As we noted above, the affidavit must provide probable cause to
believe that contraband would be on the premises at the time of the search.   See
DeSmidt,  155 Wis.2d at  131-32,  454 N.W.2d at  785.    Timeliness, of course,
depends on the nature of the underlying circumstances.   Ehnert, 160 Wis.2d at
469, 466 N.W.2d at 239.   Probable cause is, after all, “a fluid concept, turning on
the assessment of probabilities in a particular factual context.”   Id. at 469, 466
N.W.2d at 238 (citation omitted).   And where, as here, the activity involved is of
“a  protracted  and  continuous  nature,  the  passage  of  time  diminishes  in
significance.”   Id. at 469-70, 466 N.W.2d at 239.   Robinson’s enterprise, as Ellis
described it, was not an isolated event but was large in scale and, as Robinson told
Ellis two weeks before the search, ongoing.   Ellis, himself experienced in growing
marijuana, stated that the plants he saw in Robinson’s basement were still several
weeks away from producing seeds,  which  was Robinson’s stated  intention in
growing them.   Skatrud, who also was knowledgeable about marijuana growth and
use, stated that indoor marijuana plants require several months to produce seeds
and the operation Ellis described requires large and bulky equipment that could
not be easily or quickly dismantled and moved.

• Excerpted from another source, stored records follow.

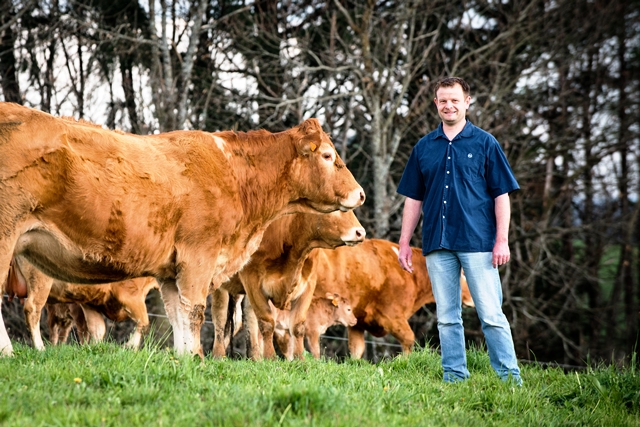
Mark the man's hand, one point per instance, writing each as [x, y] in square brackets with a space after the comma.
[404, 257]
[501, 254]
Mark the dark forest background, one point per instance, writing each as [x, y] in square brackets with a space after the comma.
[556, 81]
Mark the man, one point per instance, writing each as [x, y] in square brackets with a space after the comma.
[460, 178]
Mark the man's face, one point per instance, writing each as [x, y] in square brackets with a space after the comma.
[452, 104]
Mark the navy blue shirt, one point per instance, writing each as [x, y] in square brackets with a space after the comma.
[457, 182]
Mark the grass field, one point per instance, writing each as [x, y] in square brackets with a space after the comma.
[106, 385]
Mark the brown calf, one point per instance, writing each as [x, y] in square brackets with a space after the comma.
[324, 312]
[275, 273]
[383, 296]
[117, 301]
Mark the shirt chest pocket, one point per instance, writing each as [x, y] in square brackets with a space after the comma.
[471, 166]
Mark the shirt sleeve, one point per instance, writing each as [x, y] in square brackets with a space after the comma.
[500, 178]
[412, 181]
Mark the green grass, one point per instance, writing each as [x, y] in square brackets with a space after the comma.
[106, 385]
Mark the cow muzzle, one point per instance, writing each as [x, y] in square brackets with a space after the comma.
[354, 199]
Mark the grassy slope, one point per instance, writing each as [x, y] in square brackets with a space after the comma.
[107, 385]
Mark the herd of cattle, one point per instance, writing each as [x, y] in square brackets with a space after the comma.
[91, 220]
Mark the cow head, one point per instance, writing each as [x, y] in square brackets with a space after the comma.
[343, 313]
[336, 229]
[319, 177]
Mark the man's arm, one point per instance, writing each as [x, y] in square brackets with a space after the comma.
[410, 217]
[501, 254]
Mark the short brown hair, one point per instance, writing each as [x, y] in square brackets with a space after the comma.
[451, 82]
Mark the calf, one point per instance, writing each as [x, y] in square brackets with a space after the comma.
[275, 273]
[383, 296]
[117, 301]
[324, 312]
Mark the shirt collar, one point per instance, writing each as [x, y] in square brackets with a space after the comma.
[466, 132]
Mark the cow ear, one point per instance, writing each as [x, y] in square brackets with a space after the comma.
[310, 126]
[308, 144]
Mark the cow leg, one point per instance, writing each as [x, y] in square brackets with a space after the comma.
[60, 322]
[32, 314]
[256, 344]
[356, 343]
[81, 323]
[219, 308]
[313, 339]
[193, 286]
[171, 298]
[95, 324]
[38, 288]
[138, 312]
[299, 310]
[6, 253]
[266, 321]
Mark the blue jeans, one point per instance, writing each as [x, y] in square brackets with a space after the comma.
[486, 291]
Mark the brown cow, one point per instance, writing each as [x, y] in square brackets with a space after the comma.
[324, 312]
[117, 301]
[275, 274]
[383, 296]
[88, 205]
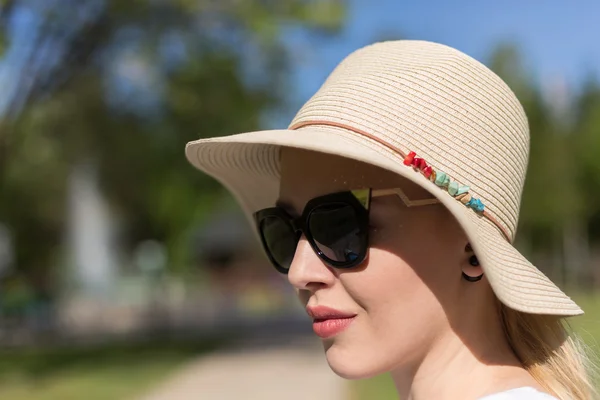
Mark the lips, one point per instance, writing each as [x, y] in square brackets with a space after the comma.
[328, 322]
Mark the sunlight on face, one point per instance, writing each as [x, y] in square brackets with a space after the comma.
[405, 288]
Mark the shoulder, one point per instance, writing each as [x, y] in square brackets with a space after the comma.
[524, 393]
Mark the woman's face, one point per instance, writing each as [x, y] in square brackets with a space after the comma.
[404, 292]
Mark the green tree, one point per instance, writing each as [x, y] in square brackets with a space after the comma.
[124, 85]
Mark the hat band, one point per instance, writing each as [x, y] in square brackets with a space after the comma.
[459, 192]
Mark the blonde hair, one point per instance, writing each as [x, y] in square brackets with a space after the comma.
[550, 353]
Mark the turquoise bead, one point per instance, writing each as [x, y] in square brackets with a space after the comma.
[453, 188]
[463, 189]
[476, 204]
[441, 179]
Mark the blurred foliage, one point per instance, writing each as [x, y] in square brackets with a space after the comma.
[121, 86]
[105, 371]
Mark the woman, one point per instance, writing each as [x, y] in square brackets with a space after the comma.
[391, 203]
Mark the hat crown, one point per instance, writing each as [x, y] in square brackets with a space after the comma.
[440, 103]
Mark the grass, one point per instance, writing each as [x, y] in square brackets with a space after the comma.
[586, 326]
[111, 371]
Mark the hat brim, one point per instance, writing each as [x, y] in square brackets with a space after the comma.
[247, 164]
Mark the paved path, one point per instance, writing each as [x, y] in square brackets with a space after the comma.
[298, 372]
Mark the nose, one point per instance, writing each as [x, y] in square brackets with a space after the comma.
[307, 271]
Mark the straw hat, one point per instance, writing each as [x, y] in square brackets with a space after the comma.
[386, 100]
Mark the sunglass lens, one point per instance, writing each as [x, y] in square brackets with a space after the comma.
[337, 232]
[280, 241]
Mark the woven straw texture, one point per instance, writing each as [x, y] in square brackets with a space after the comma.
[417, 96]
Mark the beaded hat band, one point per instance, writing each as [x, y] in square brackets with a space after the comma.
[464, 124]
[441, 179]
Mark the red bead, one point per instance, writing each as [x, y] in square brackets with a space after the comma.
[419, 163]
[409, 158]
[427, 171]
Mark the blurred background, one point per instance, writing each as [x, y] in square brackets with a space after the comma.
[127, 274]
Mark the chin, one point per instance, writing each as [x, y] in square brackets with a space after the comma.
[351, 366]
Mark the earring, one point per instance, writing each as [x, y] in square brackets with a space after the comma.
[472, 278]
[474, 262]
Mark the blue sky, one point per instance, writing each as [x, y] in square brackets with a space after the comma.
[559, 39]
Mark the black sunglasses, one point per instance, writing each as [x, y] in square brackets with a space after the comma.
[336, 226]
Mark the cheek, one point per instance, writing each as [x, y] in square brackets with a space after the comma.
[400, 317]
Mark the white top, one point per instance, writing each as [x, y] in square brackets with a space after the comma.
[524, 393]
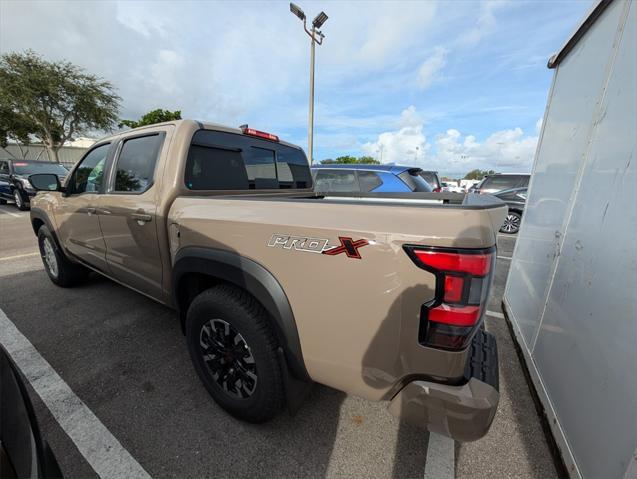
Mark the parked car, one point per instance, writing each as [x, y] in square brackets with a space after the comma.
[451, 187]
[381, 295]
[14, 182]
[433, 179]
[355, 178]
[515, 199]
[502, 181]
[24, 452]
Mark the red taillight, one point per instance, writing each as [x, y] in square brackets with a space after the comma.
[463, 279]
[474, 264]
[456, 316]
[453, 289]
[260, 134]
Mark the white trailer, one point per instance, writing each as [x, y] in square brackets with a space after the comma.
[571, 294]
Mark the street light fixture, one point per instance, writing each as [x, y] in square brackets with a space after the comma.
[297, 11]
[317, 37]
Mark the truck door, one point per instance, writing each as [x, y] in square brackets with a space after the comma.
[78, 224]
[4, 179]
[128, 214]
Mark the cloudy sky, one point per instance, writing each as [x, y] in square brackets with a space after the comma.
[449, 85]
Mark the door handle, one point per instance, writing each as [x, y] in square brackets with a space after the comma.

The totality of the circumstances surrounding the issuance of the
search  warrant  for  Robinson’s  residence  satisfies  us  that  Skatrud’s  affidavit
contained information that was sufficiently reliable, and was such as would excite
an honest belief in a reasonable magistrate’s mind that the sought-after objects
10




No. 97-1511-CR
were  linked  with  the  commission  of  a  crime  and  would  likely  be  found  at
Robinson’s home at the time the warrant was to be executed.
By the Court.-Judgment affirmed.
Not recommended for publication in the official reports.